SEATTLE SCENE: Cataldo
“It happens to the best of us,” said Eric Anderson when speaking of the inspiration behind the album.
Anderson is the man behind the band. Cataldo derives from a mission near Anderson’s hometown in Northern Idaho. The mission is the oldest standing building in Idaho, and he noted that the chandeliers are made from tin cans.
Anderson started making music at the age of 18, and put out his first and second records while in college. His latest album came out in 2011.
Prison Boxing differs from the rest of Cataldo’s discography. “The biggest difference is that it’s a full band rock record,” Anderson said. “The others are me with accompaniment; there was rarely a rhythm section.”
When Anderson relocated to Seattle, everything went “kafuie.” This kafuie inspired the simultaneously heartfelt and heartbreaking sound of the album — and it has an obvious progression about it; beginning with “Deep Cuts” and ending with “Reach Out and Touch Someone’s Hand.”
The order of the tracks was purposeful, Anderson said.
“The first song takes place after the fallout and the last is the most hopeful,” he said. “I didn’t write the tracks exactly in order but it’s not far off.”
Despite a hard start in Seattle, Anderson said that he has found tons of band members here.
“There’s no shortage of really good musicians [in Seattle],” he said. “16 different people have played Cataldo in the past two years.”
He said that he likes to cherry pick people for the right things.
“The longer I’m alive, the more people I know, and it’s fun to have collaborations,” he said.
Anderson released the album on his own label, Red Pepper Records (the name comes from the simple fact that he really enjoys crushed red peppers).
Anderson and the band recently went on a tour with Blind Pilot, in which they traveled the country in a rented Dodge Grand Caravan, an upgrade from his first tour vehicle (a Toyota Camry).
Their best performance on the tour, he said, was in Lawrence, Kansas.
“Don’t Lose that Feeling,” a song that begins with Anderson singing solo, is a tightrope walk to put in a set. In Lawrence, the band put the song first.
“It caught people’s attention in a cool way,” Anderson said. “But how well it works is how much you believe you’re the shit.”
“In that moment you’ve got to act like, how dare they not pay attention to me,” he said.

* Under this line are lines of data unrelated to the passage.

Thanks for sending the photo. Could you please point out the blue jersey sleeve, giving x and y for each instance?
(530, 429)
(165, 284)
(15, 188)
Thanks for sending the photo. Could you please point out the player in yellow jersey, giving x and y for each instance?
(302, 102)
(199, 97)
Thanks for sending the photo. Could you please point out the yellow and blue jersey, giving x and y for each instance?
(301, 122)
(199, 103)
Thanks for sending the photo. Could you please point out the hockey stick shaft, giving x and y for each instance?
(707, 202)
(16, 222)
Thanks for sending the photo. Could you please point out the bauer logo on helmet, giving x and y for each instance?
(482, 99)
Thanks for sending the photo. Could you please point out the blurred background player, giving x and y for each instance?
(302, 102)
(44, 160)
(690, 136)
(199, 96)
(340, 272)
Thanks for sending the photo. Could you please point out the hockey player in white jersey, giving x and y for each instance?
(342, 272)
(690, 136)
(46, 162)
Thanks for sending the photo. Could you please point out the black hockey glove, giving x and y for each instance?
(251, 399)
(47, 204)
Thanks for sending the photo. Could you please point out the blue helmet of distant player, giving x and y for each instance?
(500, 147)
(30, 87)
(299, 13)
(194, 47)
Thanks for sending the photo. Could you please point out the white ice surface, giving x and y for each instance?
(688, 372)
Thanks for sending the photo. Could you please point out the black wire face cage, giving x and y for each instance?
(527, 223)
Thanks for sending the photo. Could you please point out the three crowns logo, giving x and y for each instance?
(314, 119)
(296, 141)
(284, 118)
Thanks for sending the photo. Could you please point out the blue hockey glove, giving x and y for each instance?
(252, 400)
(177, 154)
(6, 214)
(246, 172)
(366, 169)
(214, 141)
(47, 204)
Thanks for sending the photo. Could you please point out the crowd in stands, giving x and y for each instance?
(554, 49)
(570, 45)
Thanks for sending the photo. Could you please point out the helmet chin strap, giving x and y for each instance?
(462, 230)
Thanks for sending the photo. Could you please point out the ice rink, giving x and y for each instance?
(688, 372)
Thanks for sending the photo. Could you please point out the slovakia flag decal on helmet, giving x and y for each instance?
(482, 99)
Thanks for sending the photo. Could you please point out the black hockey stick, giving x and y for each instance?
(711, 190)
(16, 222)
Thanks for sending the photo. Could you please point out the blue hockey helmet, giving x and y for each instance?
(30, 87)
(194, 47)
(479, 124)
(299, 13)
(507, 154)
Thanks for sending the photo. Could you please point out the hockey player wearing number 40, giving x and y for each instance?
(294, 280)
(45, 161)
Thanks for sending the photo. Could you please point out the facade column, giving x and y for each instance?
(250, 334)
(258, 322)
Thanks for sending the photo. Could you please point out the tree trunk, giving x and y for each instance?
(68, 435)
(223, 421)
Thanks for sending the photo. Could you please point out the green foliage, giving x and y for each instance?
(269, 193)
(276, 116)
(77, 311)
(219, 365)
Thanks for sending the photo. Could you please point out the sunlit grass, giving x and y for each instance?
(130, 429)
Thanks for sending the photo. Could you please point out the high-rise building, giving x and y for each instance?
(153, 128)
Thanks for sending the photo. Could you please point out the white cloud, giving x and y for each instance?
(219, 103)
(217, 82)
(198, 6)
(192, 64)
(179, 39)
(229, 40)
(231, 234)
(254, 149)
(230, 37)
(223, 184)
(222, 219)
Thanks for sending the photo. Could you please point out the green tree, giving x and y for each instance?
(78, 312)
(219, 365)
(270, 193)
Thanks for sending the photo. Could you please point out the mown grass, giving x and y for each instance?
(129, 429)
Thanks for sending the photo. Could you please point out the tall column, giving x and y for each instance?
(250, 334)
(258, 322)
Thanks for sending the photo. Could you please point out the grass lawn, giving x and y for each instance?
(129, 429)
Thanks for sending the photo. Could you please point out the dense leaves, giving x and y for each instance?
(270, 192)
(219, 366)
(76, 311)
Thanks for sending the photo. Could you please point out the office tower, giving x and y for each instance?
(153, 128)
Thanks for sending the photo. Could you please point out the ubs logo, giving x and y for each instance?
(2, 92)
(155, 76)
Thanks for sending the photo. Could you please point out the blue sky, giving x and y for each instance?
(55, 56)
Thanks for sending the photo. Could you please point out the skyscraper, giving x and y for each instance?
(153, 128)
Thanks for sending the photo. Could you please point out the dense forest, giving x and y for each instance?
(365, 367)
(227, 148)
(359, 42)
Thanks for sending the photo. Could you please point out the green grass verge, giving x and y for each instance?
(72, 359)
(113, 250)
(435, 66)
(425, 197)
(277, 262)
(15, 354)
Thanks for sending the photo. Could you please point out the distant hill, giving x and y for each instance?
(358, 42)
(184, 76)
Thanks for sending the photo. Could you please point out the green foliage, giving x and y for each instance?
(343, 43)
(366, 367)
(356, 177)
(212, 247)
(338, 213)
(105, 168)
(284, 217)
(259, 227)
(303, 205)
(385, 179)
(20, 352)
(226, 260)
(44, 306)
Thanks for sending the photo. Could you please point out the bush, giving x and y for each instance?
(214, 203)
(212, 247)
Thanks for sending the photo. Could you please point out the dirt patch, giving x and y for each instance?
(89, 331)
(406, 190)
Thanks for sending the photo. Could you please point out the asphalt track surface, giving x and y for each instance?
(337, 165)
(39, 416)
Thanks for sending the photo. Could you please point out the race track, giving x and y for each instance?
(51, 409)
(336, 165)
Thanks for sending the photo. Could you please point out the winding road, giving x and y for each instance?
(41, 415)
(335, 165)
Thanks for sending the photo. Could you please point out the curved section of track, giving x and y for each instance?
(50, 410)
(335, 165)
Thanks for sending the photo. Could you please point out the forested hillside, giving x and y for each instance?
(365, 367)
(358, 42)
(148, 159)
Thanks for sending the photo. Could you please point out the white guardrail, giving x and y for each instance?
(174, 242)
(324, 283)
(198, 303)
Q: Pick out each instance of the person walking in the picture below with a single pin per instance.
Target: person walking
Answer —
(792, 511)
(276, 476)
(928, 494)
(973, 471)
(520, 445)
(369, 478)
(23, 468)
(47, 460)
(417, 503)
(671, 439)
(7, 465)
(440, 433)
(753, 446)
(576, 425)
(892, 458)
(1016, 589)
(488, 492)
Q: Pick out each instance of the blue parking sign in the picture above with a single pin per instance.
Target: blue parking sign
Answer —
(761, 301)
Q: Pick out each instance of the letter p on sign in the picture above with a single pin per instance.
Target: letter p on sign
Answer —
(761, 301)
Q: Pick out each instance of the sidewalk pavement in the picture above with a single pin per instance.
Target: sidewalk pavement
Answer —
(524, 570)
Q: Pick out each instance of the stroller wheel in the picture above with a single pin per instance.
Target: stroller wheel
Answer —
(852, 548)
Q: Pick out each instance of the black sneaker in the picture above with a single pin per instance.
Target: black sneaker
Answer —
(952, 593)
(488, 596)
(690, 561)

Unsurprisingly, Anderson has a great beard and a hilariously entertaining Twitter account. And surprisingly, he listed The Dream, Taylor Swift, and Drake and some of the albums he has really been enjoying lately.
Lucky for all of us, Anderson will be working on Cataldo’s latest album this summer, but it will most definitely be different than the last.
“I’ve gotten the rock thing out of my system,” he said. But don’t worry about Anderson; his next album isn’t based on heartbreak.
“It’s not another breakup album,” he said “I want to take a break from writing about relationships.”